Computes string-similarity metrics between two columns of a data frame or database table. Useful for profiling data quality and choosing comparison thresholds. Rows where either column is missing are omitted.
Arguments
- .data
A data frame or character table name. Table names require
con.- col_1, col_2
Column names (unquoted or character).
- con
A DBI connection from
DBI::dbConnect(). IfNULL, uses R-side computation.
Value
A tibble::tibble() with the two input columns and metric columns
jaro_winkler, jaro, levenshtein, jaccard, and cosine.
Unsupported SQL-backend metrics are present as NA. The result has S3
class il_comparator_score.
Details
With con = NULL, all metrics are computed in R with
stringdist::stringdist().
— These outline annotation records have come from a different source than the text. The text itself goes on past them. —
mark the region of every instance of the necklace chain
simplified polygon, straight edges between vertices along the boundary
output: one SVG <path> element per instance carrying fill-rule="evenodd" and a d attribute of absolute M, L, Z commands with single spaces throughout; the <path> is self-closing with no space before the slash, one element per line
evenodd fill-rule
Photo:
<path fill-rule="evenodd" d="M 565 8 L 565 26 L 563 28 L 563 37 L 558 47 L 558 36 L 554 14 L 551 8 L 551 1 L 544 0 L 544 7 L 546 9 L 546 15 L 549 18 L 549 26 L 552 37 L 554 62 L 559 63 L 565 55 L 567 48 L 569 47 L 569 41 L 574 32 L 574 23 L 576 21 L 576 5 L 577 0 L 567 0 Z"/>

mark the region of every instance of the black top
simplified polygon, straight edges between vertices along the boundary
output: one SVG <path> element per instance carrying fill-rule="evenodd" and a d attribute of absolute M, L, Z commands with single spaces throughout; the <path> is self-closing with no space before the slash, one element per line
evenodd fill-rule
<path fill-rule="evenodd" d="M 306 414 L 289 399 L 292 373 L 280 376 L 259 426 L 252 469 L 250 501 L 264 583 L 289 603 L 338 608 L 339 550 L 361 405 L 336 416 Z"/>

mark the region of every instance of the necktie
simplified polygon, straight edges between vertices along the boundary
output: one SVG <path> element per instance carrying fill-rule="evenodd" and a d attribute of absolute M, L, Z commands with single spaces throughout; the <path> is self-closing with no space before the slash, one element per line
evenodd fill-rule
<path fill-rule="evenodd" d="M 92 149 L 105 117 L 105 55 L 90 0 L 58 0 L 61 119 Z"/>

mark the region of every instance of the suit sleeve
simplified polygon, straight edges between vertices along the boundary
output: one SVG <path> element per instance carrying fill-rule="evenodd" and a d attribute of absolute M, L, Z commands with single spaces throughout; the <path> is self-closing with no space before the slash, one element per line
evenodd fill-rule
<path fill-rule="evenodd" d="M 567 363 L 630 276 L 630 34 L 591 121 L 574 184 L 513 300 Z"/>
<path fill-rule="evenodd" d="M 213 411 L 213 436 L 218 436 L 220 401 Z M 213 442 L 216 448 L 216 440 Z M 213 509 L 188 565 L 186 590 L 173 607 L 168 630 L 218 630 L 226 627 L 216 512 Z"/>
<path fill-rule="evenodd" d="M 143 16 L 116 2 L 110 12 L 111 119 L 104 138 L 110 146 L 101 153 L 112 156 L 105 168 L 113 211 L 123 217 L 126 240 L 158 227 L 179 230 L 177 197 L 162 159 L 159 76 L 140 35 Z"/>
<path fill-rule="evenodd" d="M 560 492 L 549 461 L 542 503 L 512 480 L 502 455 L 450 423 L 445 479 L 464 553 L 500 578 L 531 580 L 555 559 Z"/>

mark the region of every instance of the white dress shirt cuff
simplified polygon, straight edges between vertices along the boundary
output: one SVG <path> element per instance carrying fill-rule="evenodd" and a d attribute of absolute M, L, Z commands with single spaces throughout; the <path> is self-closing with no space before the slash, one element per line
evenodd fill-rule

With a duckdb::duckdb() or PostgreSQL connection,
computation is pushed to SQL. SQL backends return the same column schema
but may leave unsupported metrics as NA: DuckDB currently computes
jaro_winkler, jaro, levenshtein, and jaccard; PostgreSQL computes
levenshtein and a jaro_winkler compatibility column backed by trigram
similarity().
Examples
df <- data.frame(
name_l = c('John', 'Jane', 'Bob'),
name_r = c('Jon', 'Janet', 'Bobby')
)
il_comparator_score(df, name_l, name_r)
#> # A tibble: 3 × 7
#> name_l name_r jaro_winkler jaro levenshtein jaccard cosine
#> <chr> <chr> <dbl> <dbl> <int> <dbl> <dbl>
#> 1 John Jon 0.933 0.917 1 0.25 0.408
#> 2 Jane Janet 0.96 0.933 1 0.75 0.866
#> 3 Bob Bobby 0.907 0.867 2 0.5 0.707